Redação do Site Inovação Tecnológica - 17/02/2021

Algas cultivadas em Marte podem sustentar colônias humanas
Foram usados nove biorreatores para simular todas as condições da Terra e de Marte. À direita, foto do interior de um dos biorreatores, com seu sistema de iluminação controlado.
[Imagem: C. Verseux/ZARM]

Bactérias em Marte

Enquanto alguns astrobiólogos pensam em criar roupas espaciais para bactérias para que elas sobrevivam em outros planetas, Cyprien Verseux e seus colegas da Universidade de Bremen, na Alemanha, acreditam que esses microrganismos tão úteis podem ser mais resilientes do que os astronautas humanos.

Eles demonstraram pela primeira vez que uma atmosfera de baixa pressão, rica em N2/CO2, água e nutrientes da poeira de Marte são suficientes para cultivar as bactérias que servirão como primeiro elo de uma cadeia de sustentação da vida conforme a humanidade tentar colonizar outros planetas.

A proposta é fornecer aos exploradores espaciais um sistema de suporte de vida baseado em cianobactérias, tornando mais fácil para os futuros colonos produzirem alimentos e outros recursos, evitando a necessidade de importar da Terra oxigênio, água, comida e outros consumíveis, o que seria impraticável a longo prazo.

A equipe demonstrou experimentalmente que cianobactérias Anabaena podem ser cultivadas apenas com os gases atmosféricos, os nutrientes do solo, as condições de baixa pressão e o gelo derretido de Marte. Tudo o que seria necessário levar seria as próprias bactérias.

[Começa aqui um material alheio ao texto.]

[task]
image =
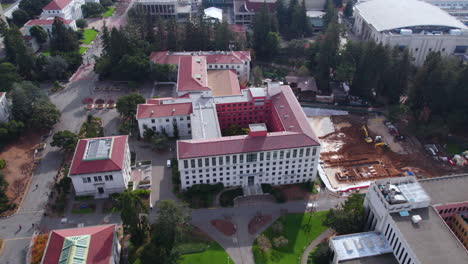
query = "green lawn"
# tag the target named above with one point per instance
(109, 12)
(299, 231)
(88, 36)
(82, 50)
(214, 254)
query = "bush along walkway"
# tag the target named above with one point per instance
(326, 234)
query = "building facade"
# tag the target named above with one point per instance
(415, 25)
(180, 10)
(93, 244)
(239, 61)
(5, 111)
(101, 166)
(66, 9)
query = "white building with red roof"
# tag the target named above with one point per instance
(46, 23)
(4, 108)
(238, 61)
(94, 244)
(280, 148)
(101, 166)
(66, 9)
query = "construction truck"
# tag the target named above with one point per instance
(382, 144)
(366, 134)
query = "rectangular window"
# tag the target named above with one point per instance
(251, 157)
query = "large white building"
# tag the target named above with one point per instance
(101, 166)
(4, 108)
(180, 10)
(239, 61)
(66, 9)
(409, 219)
(418, 26)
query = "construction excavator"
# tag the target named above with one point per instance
(366, 134)
(382, 144)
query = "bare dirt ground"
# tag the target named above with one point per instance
(19, 166)
(345, 152)
(224, 226)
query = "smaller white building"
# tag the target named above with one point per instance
(46, 23)
(4, 108)
(66, 9)
(101, 166)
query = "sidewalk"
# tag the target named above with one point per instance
(313, 244)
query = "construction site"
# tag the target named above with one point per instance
(359, 148)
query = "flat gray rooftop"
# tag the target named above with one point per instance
(430, 239)
(448, 189)
(379, 259)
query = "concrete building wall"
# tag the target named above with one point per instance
(275, 167)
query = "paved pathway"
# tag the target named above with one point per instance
(313, 244)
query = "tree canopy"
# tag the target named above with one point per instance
(349, 217)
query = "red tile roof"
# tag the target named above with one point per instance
(114, 163)
(150, 110)
(192, 74)
(226, 57)
(48, 21)
(298, 133)
(100, 246)
(57, 4)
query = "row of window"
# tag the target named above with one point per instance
(279, 181)
(452, 210)
(397, 251)
(161, 120)
(250, 157)
(97, 178)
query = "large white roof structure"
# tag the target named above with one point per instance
(394, 14)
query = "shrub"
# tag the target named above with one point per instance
(142, 193)
(263, 243)
(39, 246)
(280, 242)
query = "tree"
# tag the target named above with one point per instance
(349, 217)
(322, 253)
(56, 67)
(81, 23)
(92, 9)
(63, 39)
(348, 12)
(131, 210)
(39, 34)
(127, 105)
(8, 76)
(46, 115)
(20, 17)
(24, 95)
(64, 139)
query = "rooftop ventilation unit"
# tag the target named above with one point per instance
(416, 219)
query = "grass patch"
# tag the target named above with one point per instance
(82, 50)
(213, 254)
(109, 12)
(299, 230)
(227, 198)
(88, 36)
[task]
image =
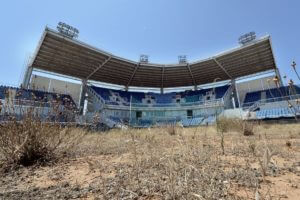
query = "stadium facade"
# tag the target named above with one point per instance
(235, 83)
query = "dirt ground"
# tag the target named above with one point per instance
(168, 163)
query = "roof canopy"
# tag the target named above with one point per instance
(70, 57)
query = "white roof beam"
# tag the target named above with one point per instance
(133, 74)
(191, 74)
(99, 67)
(219, 64)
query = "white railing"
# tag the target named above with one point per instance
(216, 102)
(270, 100)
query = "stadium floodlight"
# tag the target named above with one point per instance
(144, 58)
(182, 59)
(246, 38)
(67, 30)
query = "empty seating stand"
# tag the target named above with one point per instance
(192, 122)
(271, 95)
(273, 113)
(160, 100)
(37, 96)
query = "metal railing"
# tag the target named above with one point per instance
(204, 103)
(271, 100)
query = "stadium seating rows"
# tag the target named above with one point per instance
(273, 113)
(272, 95)
(118, 97)
(36, 96)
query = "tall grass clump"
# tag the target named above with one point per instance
(31, 140)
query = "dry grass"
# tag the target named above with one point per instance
(157, 164)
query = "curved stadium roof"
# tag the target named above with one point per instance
(59, 54)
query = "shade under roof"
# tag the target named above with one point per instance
(59, 54)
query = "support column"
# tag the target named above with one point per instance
(82, 95)
(27, 76)
(235, 94)
(279, 77)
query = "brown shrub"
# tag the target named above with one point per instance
(31, 141)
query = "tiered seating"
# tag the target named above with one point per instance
(277, 113)
(159, 99)
(36, 96)
(163, 98)
(209, 120)
(251, 98)
(192, 122)
(272, 95)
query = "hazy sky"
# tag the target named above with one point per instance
(163, 29)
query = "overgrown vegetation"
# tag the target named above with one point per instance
(156, 163)
(31, 140)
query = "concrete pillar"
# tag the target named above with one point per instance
(161, 90)
(27, 76)
(82, 95)
(279, 77)
(235, 94)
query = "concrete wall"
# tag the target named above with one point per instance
(56, 86)
(254, 85)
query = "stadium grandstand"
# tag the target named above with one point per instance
(241, 82)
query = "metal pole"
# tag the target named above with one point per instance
(130, 109)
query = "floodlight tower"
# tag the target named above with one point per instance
(182, 59)
(247, 38)
(67, 30)
(144, 58)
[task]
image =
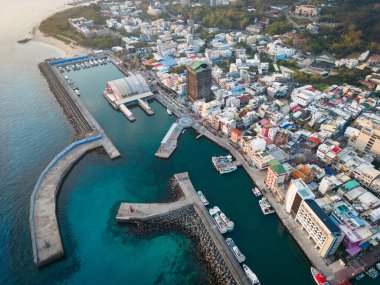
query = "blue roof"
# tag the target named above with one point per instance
(329, 171)
(168, 60)
(322, 216)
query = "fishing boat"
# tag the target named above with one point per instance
(360, 276)
(239, 256)
(251, 276)
(372, 272)
(220, 224)
(257, 192)
(265, 206)
(230, 224)
(318, 277)
(215, 214)
(202, 198)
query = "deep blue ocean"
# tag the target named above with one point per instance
(33, 129)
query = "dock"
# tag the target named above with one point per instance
(169, 142)
(127, 112)
(229, 267)
(144, 105)
(46, 240)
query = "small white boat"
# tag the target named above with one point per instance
(230, 224)
(251, 276)
(236, 251)
(257, 192)
(202, 198)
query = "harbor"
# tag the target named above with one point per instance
(46, 240)
(189, 205)
(201, 130)
(169, 142)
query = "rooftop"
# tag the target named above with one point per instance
(322, 216)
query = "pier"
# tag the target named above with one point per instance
(169, 142)
(188, 215)
(45, 235)
(127, 112)
(46, 240)
(300, 236)
(144, 105)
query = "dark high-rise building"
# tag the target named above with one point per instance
(198, 82)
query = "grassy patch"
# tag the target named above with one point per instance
(58, 26)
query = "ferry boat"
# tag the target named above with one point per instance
(239, 256)
(372, 272)
(225, 170)
(202, 198)
(360, 276)
(265, 206)
(222, 227)
(318, 277)
(230, 224)
(218, 160)
(251, 276)
(257, 192)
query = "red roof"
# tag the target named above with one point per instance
(294, 108)
(314, 140)
(336, 149)
(236, 132)
(268, 140)
(245, 97)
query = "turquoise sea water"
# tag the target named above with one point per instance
(33, 129)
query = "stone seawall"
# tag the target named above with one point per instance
(188, 222)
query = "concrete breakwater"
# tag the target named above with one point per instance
(187, 222)
(191, 219)
(71, 110)
(46, 240)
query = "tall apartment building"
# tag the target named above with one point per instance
(368, 140)
(275, 179)
(299, 202)
(198, 82)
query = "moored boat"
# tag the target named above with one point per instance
(202, 198)
(360, 276)
(257, 192)
(236, 251)
(228, 169)
(318, 277)
(251, 276)
(372, 272)
(215, 214)
(221, 225)
(265, 206)
(230, 224)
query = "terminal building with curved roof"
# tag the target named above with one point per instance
(127, 87)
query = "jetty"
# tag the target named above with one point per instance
(300, 236)
(190, 216)
(169, 142)
(45, 235)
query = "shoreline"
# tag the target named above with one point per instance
(68, 50)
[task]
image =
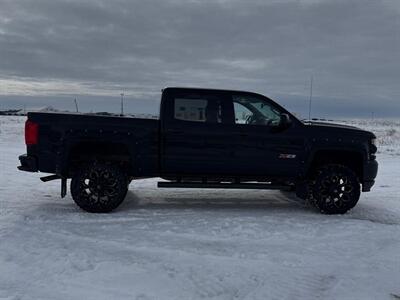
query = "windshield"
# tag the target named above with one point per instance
(255, 111)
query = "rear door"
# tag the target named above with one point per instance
(195, 139)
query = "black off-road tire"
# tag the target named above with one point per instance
(99, 187)
(335, 189)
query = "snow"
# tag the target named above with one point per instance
(196, 244)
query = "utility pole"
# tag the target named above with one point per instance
(122, 104)
(310, 102)
(76, 105)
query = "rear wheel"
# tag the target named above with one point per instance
(99, 187)
(335, 189)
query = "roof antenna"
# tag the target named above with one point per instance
(76, 105)
(310, 102)
(122, 104)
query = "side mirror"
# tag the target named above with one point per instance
(285, 121)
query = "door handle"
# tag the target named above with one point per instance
(175, 131)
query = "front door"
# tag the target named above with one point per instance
(261, 145)
(194, 135)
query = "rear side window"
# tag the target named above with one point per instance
(198, 110)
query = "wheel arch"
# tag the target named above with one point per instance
(350, 158)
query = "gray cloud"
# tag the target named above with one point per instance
(60, 48)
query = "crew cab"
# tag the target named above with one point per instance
(204, 138)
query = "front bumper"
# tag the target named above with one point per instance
(28, 163)
(370, 172)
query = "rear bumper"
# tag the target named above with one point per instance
(370, 172)
(28, 163)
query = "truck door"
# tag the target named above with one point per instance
(194, 140)
(261, 146)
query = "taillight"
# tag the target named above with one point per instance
(31, 133)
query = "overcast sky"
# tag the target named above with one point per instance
(52, 51)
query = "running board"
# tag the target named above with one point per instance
(200, 185)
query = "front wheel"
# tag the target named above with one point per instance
(99, 187)
(335, 189)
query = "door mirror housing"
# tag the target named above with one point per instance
(285, 121)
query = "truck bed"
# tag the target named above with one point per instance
(60, 133)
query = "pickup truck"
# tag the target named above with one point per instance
(204, 138)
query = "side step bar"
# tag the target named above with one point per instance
(200, 185)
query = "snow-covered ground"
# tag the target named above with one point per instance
(195, 244)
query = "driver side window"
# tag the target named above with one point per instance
(252, 110)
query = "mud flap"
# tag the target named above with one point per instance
(63, 187)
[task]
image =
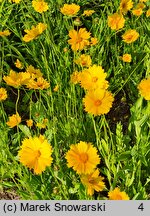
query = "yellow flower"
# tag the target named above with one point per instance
(93, 182)
(116, 194)
(29, 123)
(18, 64)
(125, 6)
(3, 94)
(148, 13)
(93, 41)
(144, 88)
(35, 153)
(70, 9)
(34, 73)
(14, 120)
(88, 12)
(116, 21)
(84, 60)
(15, 1)
(16, 79)
(75, 77)
(140, 5)
(82, 157)
(79, 39)
(93, 77)
(5, 33)
(39, 83)
(40, 5)
(130, 36)
(126, 58)
(34, 32)
(137, 12)
(98, 102)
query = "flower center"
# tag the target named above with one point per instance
(124, 6)
(94, 79)
(98, 102)
(79, 39)
(37, 154)
(83, 157)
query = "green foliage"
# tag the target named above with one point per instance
(123, 145)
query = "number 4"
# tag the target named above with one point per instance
(141, 207)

"Nós demonstramos que as cianobactérias podem usar gases disponíveis na atmosfera marciana, a uma pressão total baixa, como sua fonte de carbono e nitrogênio. Nessas condições, as cianobactérias mantiveram sua capacidade de crescer em água contendo apenas poeira semelhante à de Marte e ainda poderiam ser usadas para alimentar outros micróbios. Isso poderia ajudar a tornar sustentáveis as missões de longo prazo a Marte," disse Verseux.

Algas cultivadas em Marte podem sustentar colônias humanas
Esquema de funcionamento de cada biorreator.
[Imagem: C. Verseux/ZARM]

Sustentabilidade em Marte

Como reproduzir em Marte as condições atmosféricas terrestres seria inviável - imagine gigantescas panelas de pressão com sistemas de aquecimento para cultivar as bactérias - Verseux procurou um meio-termo: Uma atmosfera próxima à de Marte que permita que as cianobactérias cresçam bem.

Ele e seus colegas desenvolveram um biorreator, que batizaram de Atmos (sigla em inglês para "Testador de Atmosfera para Sistemas Orgânicos em Marte"), no qual as cianobactérias podem ser cultivadas em atmosferas artificiais a baixa pressão, em diversos recipientes com um litro de capacidade cada um.

As condições estabelecidas foram simples: Qualquer entrada para o reator deve ser obtida no próprio Planeta Vermelho. Além do nitrogênio e do dióxido de carbono, gases abundantes na atmosfera marciana, e água que poderia ser extraída do gelo nos polos do planeta, os nutrientes devem vir do regolito, a poeira que cobre planetas e luas semelhantes à Terra. O regolito marciano é rico em nutrientes como fósforo, enxofre e cálcio.

Os pesquisadores escolheram uma cepa de cianobactéria fixadora de nitrogênio, chamada Anabaena sp. PCC 7938, porque testes preliminares mostraram que ela seria particularmente boa no uso dos recursos marcianos e pode servir de alimentos para cultivar outros microrganismos. Além disso, espécies intimamente relacionadas têm-se mostrado comestíveis, adequadas para engenharia genética e capazes de formar células dormentes, que sobrevivem em condições adversas.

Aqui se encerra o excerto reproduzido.